In arriving at the decision, the Court considered the adequacy of consideration based on what a reasonably well-informed potential purchaser was prepared to pay in arm's length negotiations. The Court will look at all of the circumstances to determine whether the transactions were commercially sensible or a fraud committed to prejudice the creditors' positions.
Wong Yuk Tung (the "Bankrupt") transferred his 20% shareholding in Cheong Tai (the "Company") to the only other director and shareholder of the Company, Tang Lo Min Irene ("Tang"), for HK$60 million (the "Share Transfer" and the "Sale Agreement"). The Sale Agreement also provided that the Bankrupt would procure that another of his companies, Bright Success Management, would transfer the legal and beneficial ownership of 38 cemetery sites it held in Mainland China to Tang (the "Cemetery Transfer").
Following their appointment over the Bankrupt's estate, the Trustees-in-Bankruptcy (the "Trustees") sought a declaration that the transactions were transfers at an undervalue (under section 49 of the Bankruptcy Ordinance (Cap. 6) ("BO")) and/or dispositions with intent to defraud creditors under section 60 of the Conveyancing and Property Ordinance (Cap. 219) ("CPO"). The Trustees also sought an order for the defendants (Tang and the Company) to repay the shortfall to them in the consideration which should have been paid.
Section 49(3) of the BO defines a transfer at an undervalue as "a consideration the value of which, in money or money's worth, is significantly less than the value, in money or money's worth, of the consideration provided by the debtor". It is a question of fact if the consideration actually paid was "significantly less" than the amount that a reasonably well-informed purchaser would be prepared to pay. In determining this question, the Court will consider absolute and relative values and the nature of the transaction.
In this case, although the Court was willing to accept that the valuation of the Sale Transfer at HK$60 million was not substantially less than the value in money's worth of the sale shares, the Bankrupt never received the full consideration because part of it consisted of unsecured debt owed to the Bankrupt by one of his failing companies. This rendered those debts worthless and that part of the consideration illusory.

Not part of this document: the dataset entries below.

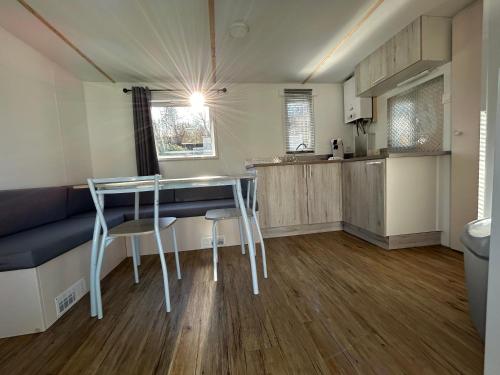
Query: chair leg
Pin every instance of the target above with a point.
(214, 248)
(242, 238)
(176, 252)
(164, 270)
(262, 246)
(134, 259)
(97, 277)
(138, 250)
(93, 263)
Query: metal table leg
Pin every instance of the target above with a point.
(249, 235)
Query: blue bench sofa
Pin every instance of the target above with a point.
(37, 225)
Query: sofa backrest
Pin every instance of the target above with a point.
(27, 208)
(79, 201)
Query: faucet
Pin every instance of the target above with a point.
(302, 144)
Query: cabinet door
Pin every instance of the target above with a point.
(405, 48)
(375, 196)
(352, 180)
(362, 76)
(351, 103)
(363, 186)
(371, 71)
(324, 193)
(282, 195)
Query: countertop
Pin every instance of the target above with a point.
(320, 159)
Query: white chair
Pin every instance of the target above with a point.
(132, 228)
(219, 214)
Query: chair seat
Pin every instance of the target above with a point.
(140, 227)
(225, 213)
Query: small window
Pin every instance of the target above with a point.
(299, 121)
(416, 118)
(182, 132)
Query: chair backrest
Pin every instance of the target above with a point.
(251, 198)
(99, 198)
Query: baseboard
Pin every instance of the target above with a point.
(375, 239)
(295, 230)
(402, 241)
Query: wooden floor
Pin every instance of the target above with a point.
(333, 304)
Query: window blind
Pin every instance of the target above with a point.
(299, 120)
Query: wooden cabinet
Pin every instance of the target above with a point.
(422, 45)
(363, 204)
(324, 193)
(371, 71)
(282, 196)
(355, 108)
(293, 195)
(404, 49)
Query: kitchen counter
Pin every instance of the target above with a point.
(320, 159)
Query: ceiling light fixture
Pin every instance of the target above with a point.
(197, 101)
(239, 30)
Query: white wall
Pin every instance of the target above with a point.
(44, 139)
(465, 107)
(248, 121)
(491, 55)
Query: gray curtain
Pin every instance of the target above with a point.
(145, 149)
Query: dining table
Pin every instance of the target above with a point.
(115, 186)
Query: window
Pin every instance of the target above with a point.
(182, 132)
(299, 121)
(416, 118)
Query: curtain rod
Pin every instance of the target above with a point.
(222, 90)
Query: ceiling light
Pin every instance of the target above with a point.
(238, 30)
(197, 101)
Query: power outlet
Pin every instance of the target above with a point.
(206, 242)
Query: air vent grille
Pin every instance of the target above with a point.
(70, 296)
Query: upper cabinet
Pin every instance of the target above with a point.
(355, 108)
(422, 45)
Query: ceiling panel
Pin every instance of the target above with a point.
(160, 40)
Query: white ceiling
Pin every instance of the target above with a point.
(159, 40)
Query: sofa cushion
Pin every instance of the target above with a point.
(79, 200)
(28, 208)
(182, 209)
(34, 247)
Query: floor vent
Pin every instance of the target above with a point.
(206, 242)
(69, 297)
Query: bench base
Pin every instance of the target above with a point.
(31, 292)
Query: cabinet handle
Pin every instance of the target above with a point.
(378, 80)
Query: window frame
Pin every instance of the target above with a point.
(312, 124)
(211, 116)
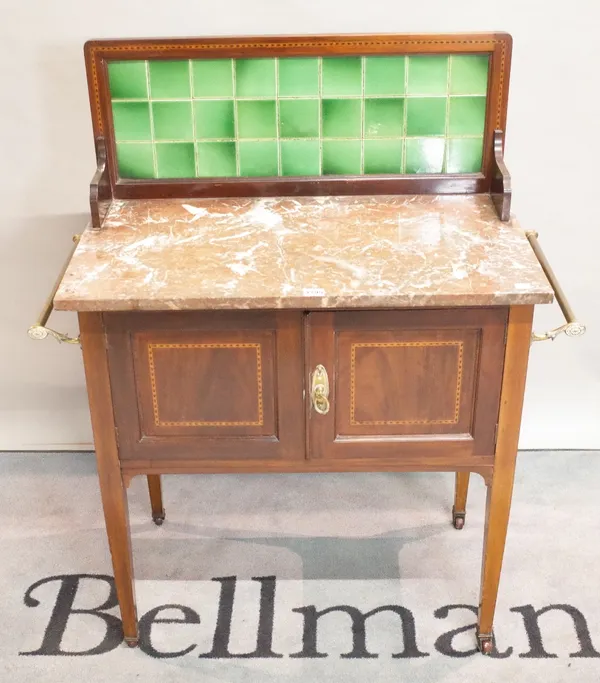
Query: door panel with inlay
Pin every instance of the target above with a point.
(208, 385)
(406, 382)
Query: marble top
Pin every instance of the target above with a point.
(306, 252)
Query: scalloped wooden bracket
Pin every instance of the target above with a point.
(100, 189)
(501, 188)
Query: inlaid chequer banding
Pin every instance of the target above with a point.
(159, 423)
(459, 371)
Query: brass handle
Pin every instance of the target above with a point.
(320, 390)
(572, 328)
(39, 330)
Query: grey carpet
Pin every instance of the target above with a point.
(360, 540)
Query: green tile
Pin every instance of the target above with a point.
(258, 158)
(131, 120)
(169, 78)
(298, 76)
(384, 117)
(384, 76)
(135, 160)
(212, 77)
(255, 78)
(127, 80)
(172, 120)
(425, 155)
(469, 74)
(383, 156)
(426, 116)
(464, 155)
(342, 118)
(342, 76)
(467, 115)
(299, 118)
(341, 157)
(300, 157)
(427, 75)
(214, 119)
(256, 119)
(216, 159)
(175, 160)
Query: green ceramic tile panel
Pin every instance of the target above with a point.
(342, 76)
(298, 77)
(464, 155)
(132, 121)
(169, 79)
(257, 119)
(216, 159)
(128, 80)
(342, 118)
(172, 120)
(384, 118)
(299, 116)
(175, 160)
(258, 158)
(300, 157)
(425, 155)
(385, 76)
(212, 77)
(341, 157)
(469, 74)
(136, 159)
(467, 116)
(383, 156)
(255, 78)
(426, 116)
(427, 75)
(214, 119)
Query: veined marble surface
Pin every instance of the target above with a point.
(302, 252)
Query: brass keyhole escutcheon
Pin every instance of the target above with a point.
(320, 390)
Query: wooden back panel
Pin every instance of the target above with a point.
(299, 115)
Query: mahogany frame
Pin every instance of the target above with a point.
(99, 52)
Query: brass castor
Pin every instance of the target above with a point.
(159, 519)
(485, 644)
(458, 519)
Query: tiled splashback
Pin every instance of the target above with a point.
(305, 116)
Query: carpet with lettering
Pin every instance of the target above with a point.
(347, 577)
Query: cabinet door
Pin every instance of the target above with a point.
(210, 385)
(416, 384)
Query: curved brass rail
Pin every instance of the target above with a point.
(39, 330)
(572, 328)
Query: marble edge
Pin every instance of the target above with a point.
(312, 303)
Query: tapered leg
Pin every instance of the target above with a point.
(500, 489)
(112, 488)
(459, 509)
(155, 489)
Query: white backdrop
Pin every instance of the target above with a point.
(47, 160)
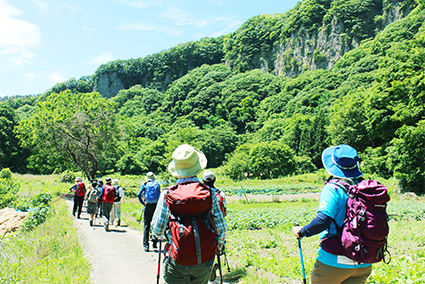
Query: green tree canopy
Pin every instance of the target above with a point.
(75, 129)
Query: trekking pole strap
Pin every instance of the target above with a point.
(219, 267)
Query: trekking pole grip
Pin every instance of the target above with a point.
(302, 261)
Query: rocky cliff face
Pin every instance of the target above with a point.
(322, 50)
(289, 58)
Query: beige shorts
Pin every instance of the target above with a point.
(325, 274)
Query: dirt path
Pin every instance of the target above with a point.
(117, 256)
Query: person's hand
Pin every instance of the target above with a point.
(296, 231)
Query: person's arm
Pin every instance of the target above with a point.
(101, 193)
(140, 194)
(220, 223)
(160, 218)
(320, 223)
(73, 188)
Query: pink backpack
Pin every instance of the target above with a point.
(191, 226)
(363, 236)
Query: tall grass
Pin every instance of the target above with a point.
(50, 253)
(274, 250)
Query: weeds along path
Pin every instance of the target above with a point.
(116, 256)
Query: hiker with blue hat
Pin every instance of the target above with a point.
(341, 162)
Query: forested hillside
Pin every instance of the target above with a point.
(261, 102)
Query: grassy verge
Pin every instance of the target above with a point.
(268, 253)
(48, 254)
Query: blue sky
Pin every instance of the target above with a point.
(43, 42)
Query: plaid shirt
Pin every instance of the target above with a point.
(161, 217)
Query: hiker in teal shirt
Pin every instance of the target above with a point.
(340, 162)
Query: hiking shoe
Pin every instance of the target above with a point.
(213, 272)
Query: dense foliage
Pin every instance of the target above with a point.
(255, 124)
(70, 131)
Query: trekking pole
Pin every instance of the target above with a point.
(302, 260)
(159, 261)
(219, 267)
(227, 262)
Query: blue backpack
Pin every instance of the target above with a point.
(152, 191)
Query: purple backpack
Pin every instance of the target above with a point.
(363, 236)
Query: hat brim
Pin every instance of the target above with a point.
(336, 171)
(189, 172)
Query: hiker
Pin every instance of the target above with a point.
(208, 178)
(196, 225)
(148, 196)
(341, 162)
(116, 208)
(107, 196)
(80, 189)
(99, 202)
(91, 196)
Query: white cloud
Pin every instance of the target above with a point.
(149, 27)
(42, 6)
(58, 77)
(103, 58)
(17, 37)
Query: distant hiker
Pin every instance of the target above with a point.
(91, 196)
(196, 225)
(116, 208)
(208, 178)
(80, 189)
(99, 202)
(341, 162)
(107, 196)
(148, 196)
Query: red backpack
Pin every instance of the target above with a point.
(191, 225)
(108, 194)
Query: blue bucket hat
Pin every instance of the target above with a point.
(341, 161)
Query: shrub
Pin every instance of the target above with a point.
(67, 177)
(8, 190)
(6, 173)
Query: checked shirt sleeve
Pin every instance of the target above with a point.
(220, 223)
(161, 217)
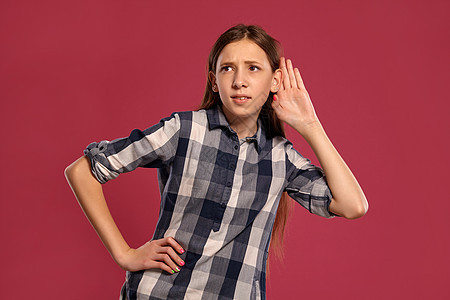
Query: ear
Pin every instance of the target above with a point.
(276, 81)
(212, 79)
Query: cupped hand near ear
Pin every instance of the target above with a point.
(155, 254)
(292, 103)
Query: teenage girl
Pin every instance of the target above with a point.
(224, 172)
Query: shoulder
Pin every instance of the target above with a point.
(284, 147)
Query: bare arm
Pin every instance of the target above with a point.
(293, 106)
(89, 193)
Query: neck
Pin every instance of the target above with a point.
(244, 127)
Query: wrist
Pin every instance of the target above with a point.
(309, 128)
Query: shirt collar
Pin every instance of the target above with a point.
(216, 119)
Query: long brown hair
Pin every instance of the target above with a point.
(272, 125)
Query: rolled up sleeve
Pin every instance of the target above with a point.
(307, 184)
(154, 147)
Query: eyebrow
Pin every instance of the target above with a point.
(249, 62)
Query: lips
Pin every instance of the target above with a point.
(240, 98)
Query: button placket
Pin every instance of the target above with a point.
(228, 185)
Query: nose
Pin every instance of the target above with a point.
(240, 80)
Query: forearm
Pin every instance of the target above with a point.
(89, 194)
(348, 198)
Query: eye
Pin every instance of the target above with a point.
(226, 68)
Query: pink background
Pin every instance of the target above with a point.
(72, 72)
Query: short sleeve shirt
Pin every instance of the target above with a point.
(219, 197)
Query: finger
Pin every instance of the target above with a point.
(299, 79)
(169, 262)
(290, 69)
(165, 267)
(284, 71)
(174, 256)
(174, 244)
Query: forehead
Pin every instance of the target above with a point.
(243, 50)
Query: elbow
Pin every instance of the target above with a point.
(76, 169)
(357, 211)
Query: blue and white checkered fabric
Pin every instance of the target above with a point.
(219, 197)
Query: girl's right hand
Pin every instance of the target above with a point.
(155, 254)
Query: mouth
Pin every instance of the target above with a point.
(240, 98)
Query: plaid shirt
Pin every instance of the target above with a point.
(219, 197)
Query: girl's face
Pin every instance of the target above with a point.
(244, 79)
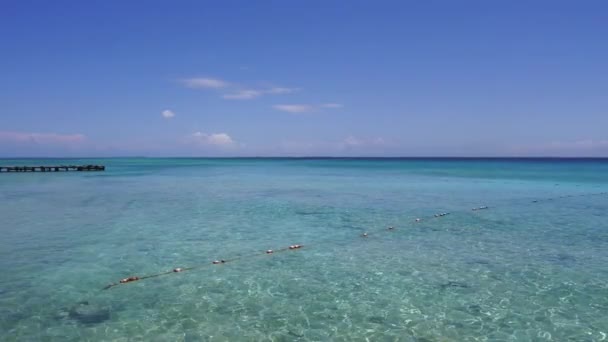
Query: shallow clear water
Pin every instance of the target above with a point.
(519, 271)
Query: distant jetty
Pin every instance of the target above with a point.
(61, 168)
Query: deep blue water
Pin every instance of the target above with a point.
(531, 267)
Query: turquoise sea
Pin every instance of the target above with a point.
(533, 266)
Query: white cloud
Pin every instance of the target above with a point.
(294, 108)
(281, 90)
(246, 94)
(214, 139)
(331, 105)
(167, 114)
(205, 83)
(42, 138)
(234, 91)
(303, 108)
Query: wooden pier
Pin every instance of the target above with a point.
(61, 168)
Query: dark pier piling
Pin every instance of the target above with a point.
(60, 168)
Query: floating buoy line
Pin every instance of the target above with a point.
(294, 247)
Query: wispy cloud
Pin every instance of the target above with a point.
(304, 108)
(167, 114)
(213, 139)
(281, 90)
(246, 94)
(235, 91)
(41, 138)
(204, 83)
(331, 105)
(294, 108)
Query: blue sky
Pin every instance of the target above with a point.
(301, 78)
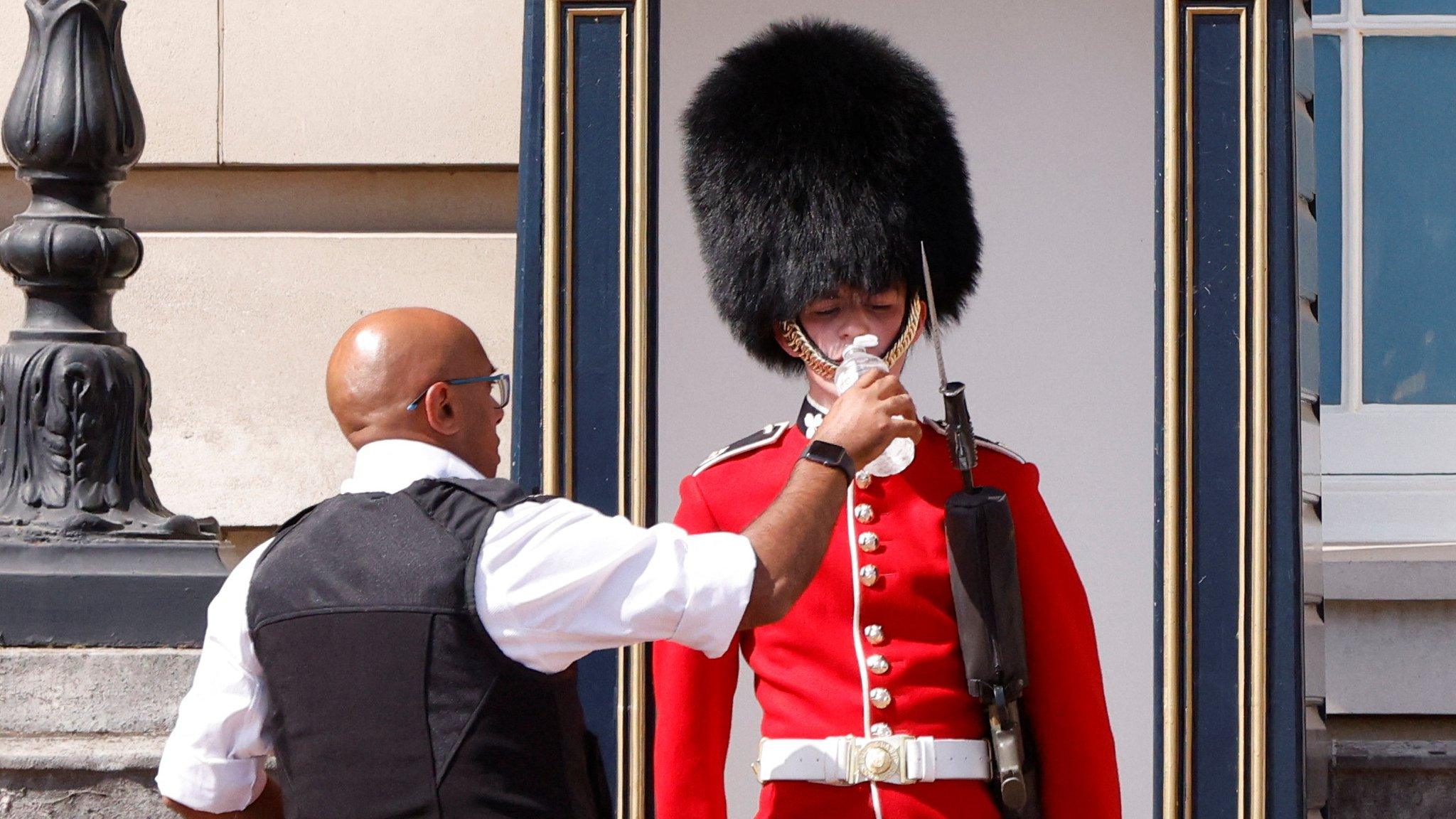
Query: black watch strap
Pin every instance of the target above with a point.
(830, 455)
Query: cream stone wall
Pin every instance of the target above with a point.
(306, 164)
(326, 82)
(236, 330)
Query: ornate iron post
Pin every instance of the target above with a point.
(87, 552)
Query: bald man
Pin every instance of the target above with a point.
(407, 648)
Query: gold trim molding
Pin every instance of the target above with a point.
(635, 330)
(1178, 476)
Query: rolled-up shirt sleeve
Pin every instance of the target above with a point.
(215, 758)
(558, 580)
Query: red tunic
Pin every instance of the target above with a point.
(807, 672)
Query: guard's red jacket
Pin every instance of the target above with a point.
(805, 668)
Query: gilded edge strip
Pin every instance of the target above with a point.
(1171, 801)
(1256, 774)
(1177, 663)
(637, 466)
(551, 257)
(632, 462)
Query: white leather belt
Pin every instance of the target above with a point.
(852, 759)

Although the Cemetery Transfer was made by Bright Success to Tang's nominee company, Wintop, and so was not a transfer entered into by the Bankrupt himself, the procurement obligation was given by the Bankrupt and it consisted of a loss in value of his shares in Bright Success. As such, this was a hidden benefit to Tang which should be treated as consideration not received and therefore set off against the consideration received.
The Court considered that payment of consideration representing 13% less than the actual value constituted a transfer at undervalue. When factoring in the 'illusory' aspects of the consideration paid (e.g. the worthless unsecured debts), the underpayment was as high as 79%.
The Court also found that the Bankrupt had an intent to defraud his creditors through the Share Transfer. The Bankrupt and Tang had a close business relationship over three decades: Tang had lent over HK$530 million to the Bankrupt and provided the Bankrupt and his son employment and a home in one of her luxurious apartments on Magazine Gap Road. In the circumstances, the Court drew the inference that the Bankrupt transferred the sale shares at an undervalue with intent to defraud the creditors, as he felt morally obliged to improve Tang's position. The claim failed with regard to the Cemetery Transfer as Bright Success and Wintop were not party to the proceedings.
The Court declared that the Sale Agreement was at an undervalue and the disposition of the sale shares was with the intention of defrauding creditors. Since the sale shares had since been consolidated, the Trustees were not able to recover them in specie and it would be futile for the Court to declare the transfers void. Therefore, Tang was ordered to pay damages to the estate of the Bankrupt in the amount of the shortfall in consideration.
This case serves as a useful reminder that the Court takes a holistic and practical approach in determining whether a bankrupt's disposal was at an undervalue and/or with intent to defraud creditors. The Court does not just look at valuation but will look at all the circumstances to determine whether a transfer is an arm's length bargain that makes reasonable commercial sense or not. Even where transfers involve corporate vehicles with separate legal personalities, the Court's holistic analysis still can catch indirectly such transfers and result in damages being awarded or transfers being declared void.